Grateful for big favors

By Burt Prelutsky

In this country, all you need do if you wish to vilify something is stick the word “big” in front of it. Big, we’ve been led to believe, is bad. Whether it’s corporations, oil, government or business, I’d say that even children – so long, I suppose, as they’re not big children – get the message that booing and hissing are in order.

It’s just one more bandwagon I refuse to jump aboard. It so happens that some big things are better than some small things. On the other hand, some things that are huge are never even called big. Mainly, I believe, that’s because most of the labeling in America is done by the left-wing media. So it is that lobbies for the defense attorneys, the teachers union and AARP, for instance, which are very well-funded and extremely powerful, never find themselves described as big.

But of all the entities saddled with that epithet, no group is as universally despised as the pharmaceutical industry. I think all rational people would agree that al-Qaida gets better press than these guys.
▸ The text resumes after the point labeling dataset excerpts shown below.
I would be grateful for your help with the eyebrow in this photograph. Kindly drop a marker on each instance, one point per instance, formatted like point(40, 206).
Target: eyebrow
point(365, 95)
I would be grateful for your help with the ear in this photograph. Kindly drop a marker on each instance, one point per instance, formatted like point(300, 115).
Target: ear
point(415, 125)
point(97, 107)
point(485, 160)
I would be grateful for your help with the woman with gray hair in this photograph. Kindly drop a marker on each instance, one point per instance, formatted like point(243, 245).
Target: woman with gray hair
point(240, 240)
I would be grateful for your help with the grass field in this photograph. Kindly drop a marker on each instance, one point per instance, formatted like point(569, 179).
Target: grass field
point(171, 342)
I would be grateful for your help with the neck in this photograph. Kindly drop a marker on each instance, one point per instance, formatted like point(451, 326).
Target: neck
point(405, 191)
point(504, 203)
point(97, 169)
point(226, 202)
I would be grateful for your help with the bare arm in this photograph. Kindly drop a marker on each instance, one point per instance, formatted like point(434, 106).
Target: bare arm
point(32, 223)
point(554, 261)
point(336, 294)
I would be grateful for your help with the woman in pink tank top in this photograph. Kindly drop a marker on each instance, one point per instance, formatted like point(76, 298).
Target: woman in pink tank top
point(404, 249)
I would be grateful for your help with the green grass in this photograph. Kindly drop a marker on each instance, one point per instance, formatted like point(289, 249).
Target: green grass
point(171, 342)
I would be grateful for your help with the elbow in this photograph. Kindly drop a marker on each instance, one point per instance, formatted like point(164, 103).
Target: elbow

In Hollywood, manufacturing and selling legal drugs is regarded as far worse than dealing illegal ones. But if you disagree, off the top of my head I can name three movies in which the arch villains were people involved in manufacturing prescription meds. During the same period, until “United 93” came along, I don’t recall any movies in which Islamic terrorists were depicted in all their gory glory. The three movies I have in mind were the exciting “The Fugitive,” the brain-numbing “The Constant Gardener,” and a two-hour “Diagnosis Murder” called “Without Warning,” which I must confess I wrote.

In my own defense, I will only state two facts. One, I was on staff, and the storyline, which dealt with the testing of a life-saving drug in a Latin American country, was not one I would have chosen. And, two, I saved what I regarded as the best speech for the beleaguered owner of the company. Although I naturally had to give Dr. Sloan (aka Dick Van Dyke) the last, self-righteous word in the scene, I allowed the executive to point out that while everybody is opposed to new drugs being tested on convicts, citizens of the Third World, and even on animals, they simultaneously demand immediate cures for everything from AIDS to Alzheimer’s.

The truth is all of us expect the pharmaceutical outfits to come up with one miracle after another, no matter how much time and money the companies have to expend. On top of that, once a discovery has been made, patents have the shelf life of cottage cheese, and it’s only a short while before all the competitors get to put out their generic knock-offs. And as if all that weren’t enough, the FDA can take several years before allowing a new product to be marketed or even deciding it won’t be marketed.

Even after they’ve been given the green light, the company isn’t in the clear. Just let four or five people in the country have an adverse reaction to the new drug, and juries can be counted on to bring in multi-million dollar judgments.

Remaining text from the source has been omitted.